Remarqué par le célèbre Pandit Bhimsen Joshi, qui a vu en lui une « assurance pour l’avenir de la musique vocale indienne », Rashid KHAN s’était imposé comme le dépositaire du style de la gharana Rampur-Sahaswan, assez proche de celui de la gharana de Gwalior, sa voix se frayant un chemin sur des tempos moyennement lents et des phrases rythmiques complexes pour aboutir à des interprétations de ragas assez vibrantes et bouleversantes.
Influencé par les styles d’Amir Khan et de Bhimsen Joshi, Rashid KHAN s’était forgé un style combinant tradition et innovation, interprétant à sa manière les « tarana » (type de composition utilisant des syllabes sans sens, ou des mots ressemblant à des syllabes, généralement interprétés sur des ryhtmes moyens et rapides) pour lesquels son oncle et gourou était réputé, tout en privilégiant le style khayal, dont il développait les parties lentes (« vilambit ») dans la section « rythmée » (« gat ») des ragas.
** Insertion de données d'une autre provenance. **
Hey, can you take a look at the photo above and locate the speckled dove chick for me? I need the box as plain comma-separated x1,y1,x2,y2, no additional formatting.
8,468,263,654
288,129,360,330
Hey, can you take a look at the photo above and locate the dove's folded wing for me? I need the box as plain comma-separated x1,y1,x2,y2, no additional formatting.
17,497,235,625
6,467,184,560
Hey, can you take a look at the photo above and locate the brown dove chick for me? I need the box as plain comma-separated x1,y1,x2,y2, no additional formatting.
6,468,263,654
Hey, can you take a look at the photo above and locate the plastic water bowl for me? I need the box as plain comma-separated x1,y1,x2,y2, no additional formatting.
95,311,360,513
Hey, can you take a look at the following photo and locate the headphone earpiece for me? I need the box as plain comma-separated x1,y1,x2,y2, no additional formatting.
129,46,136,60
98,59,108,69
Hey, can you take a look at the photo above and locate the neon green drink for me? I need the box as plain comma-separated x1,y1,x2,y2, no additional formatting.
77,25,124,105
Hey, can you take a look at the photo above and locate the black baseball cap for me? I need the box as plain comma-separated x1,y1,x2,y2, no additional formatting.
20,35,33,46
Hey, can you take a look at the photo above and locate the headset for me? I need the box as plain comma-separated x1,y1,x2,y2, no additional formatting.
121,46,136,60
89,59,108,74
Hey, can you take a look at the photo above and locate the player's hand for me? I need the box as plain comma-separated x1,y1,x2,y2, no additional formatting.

Outre le chant classique, Rashid KHAN avait élargi son répertoire aux « thumris » et aux « bandishes », souvent interprétés dans le cinéma populaire indien. Dans ce domaine, il a interprété des chansons devenues célèbres auprès du grand public indien, notamment Aaoge Jab Tum dans le film à succès Jab We Met, mais aussi dans My Name is Khan, Isaaq, Manto Mausam, Bapi Bari Ja, Kadambari, et Mitin Masi.
Rashid KHAN s’est de même fait remarquer par ses expériences musicales innovantes, mêlant le chant classique hindoustani avec des genres plus légers dans le disque de fusion soufi NainaPiya Se (songs of Amir Khusro) ou collaborant avec le compositeur et claviériste Louis Banks (connu dans le domaine de la fusion indo-jazz).
Rashid KHAN laisse ainsi une ample discographie, que ce soit en chant classique (plusieurs disques solo sont parus sur des labels réputés comme India Archive Radio, Saregama, Sense World, Music Today ou Navras, qui a notamment publié l’un de ses « jugalbandis » – duos de solistes – avec le sitariste Shahid Parvez) comme en musiques de films Bollywood. C’est peu dire que sa disparition trop rapide laisse un grand vide dans le monde de la musique hindoustanie. RIP Maestro.